Anne of Green Gables
Now that I’ve started lingering even longer at noonday birdwatching it strikes me how the garden population has begun to increase in it’s sheer number. For no particular reason I’ve become somewhat obsessed with counting them all. One red fox squirrel, three gentle doves, four jumpy sparrows, five fiesty redheads, and a tiny new pair with dark faces and yellow beaks. It’s hard to simply observe them without counting them. Maybe it’s the novelty of having really wanted to attract this into my life and then actually, for reals, experiencing it. There’s that saturating sense of joy you feel when something truly does come to pass and the abundance of it is even more than you’d anticipated. And the fact that this doesn’t happen regularly makes for a pause-worthy moment of absorption and reflection. What had been hoped for has become reality.
Of course there are ongoing terms and conditions as with anything else in one’s life that should flourish. The feeders need to be refilled or these fine feathered friends will go elsewhere. The seed must be ordered and kept at the ready. There are steps. Minimal yet ongoing effort will be required to maintain the Shangri-La that’s been achieved.
Also it must be remembered that seasons change and migrations happen. Today’s familiar faces will, in time, be replaced by fresh ones. There will be new acquaintances who stop by and those who will never be seen again—the natural lifecycle whether the fountain is full and the bird seed overfloweth or not.

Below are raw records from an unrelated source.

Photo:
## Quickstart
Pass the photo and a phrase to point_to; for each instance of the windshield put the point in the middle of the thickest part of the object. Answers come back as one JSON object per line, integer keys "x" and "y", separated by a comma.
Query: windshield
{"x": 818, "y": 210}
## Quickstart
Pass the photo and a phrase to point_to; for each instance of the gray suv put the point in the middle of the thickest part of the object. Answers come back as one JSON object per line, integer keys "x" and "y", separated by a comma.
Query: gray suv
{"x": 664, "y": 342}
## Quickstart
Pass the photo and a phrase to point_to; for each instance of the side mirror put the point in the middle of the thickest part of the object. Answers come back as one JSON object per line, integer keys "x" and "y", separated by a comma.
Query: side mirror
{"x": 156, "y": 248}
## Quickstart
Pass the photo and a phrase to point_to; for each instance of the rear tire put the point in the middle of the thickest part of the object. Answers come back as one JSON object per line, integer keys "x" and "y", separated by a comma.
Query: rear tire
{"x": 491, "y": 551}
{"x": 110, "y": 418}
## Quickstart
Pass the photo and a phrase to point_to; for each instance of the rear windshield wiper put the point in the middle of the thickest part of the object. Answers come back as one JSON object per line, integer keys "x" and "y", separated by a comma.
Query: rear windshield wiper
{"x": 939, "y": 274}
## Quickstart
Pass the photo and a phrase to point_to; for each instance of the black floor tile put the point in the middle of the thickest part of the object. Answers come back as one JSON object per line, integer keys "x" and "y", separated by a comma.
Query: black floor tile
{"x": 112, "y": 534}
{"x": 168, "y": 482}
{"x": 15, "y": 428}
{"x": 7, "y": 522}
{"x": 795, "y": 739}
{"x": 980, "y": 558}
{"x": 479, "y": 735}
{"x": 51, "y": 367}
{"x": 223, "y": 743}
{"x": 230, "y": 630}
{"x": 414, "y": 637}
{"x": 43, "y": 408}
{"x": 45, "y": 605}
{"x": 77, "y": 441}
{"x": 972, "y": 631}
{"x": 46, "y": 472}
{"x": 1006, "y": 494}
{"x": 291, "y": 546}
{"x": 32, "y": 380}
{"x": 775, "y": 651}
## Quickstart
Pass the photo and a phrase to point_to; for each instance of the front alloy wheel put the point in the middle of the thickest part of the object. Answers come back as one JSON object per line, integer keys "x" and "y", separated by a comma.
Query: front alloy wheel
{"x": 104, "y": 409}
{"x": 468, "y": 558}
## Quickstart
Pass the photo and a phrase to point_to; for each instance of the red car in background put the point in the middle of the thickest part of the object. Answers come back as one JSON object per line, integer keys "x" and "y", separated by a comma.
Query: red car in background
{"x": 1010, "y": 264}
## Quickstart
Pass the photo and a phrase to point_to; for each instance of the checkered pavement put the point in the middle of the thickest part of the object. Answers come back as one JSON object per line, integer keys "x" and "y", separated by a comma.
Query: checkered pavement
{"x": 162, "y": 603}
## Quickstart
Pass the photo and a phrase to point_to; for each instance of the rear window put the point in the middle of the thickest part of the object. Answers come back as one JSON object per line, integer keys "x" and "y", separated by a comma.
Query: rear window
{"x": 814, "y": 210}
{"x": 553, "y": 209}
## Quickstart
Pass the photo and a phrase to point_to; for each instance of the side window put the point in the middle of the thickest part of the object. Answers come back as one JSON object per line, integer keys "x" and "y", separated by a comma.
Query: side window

Time passes and seasons change. Friends, foes, and favorites each have a time to come and to go. Such is life and it is wonderful.
On the one hand I’d like to stop the incessant counting. Really I would. It’s become an automatic behavior like a habit, a tic, a condition. But, maybe instead of a malady, its a symptom of a happy heart. On the other hand It could be called what it really is. Counting my blessings no matter the form they take.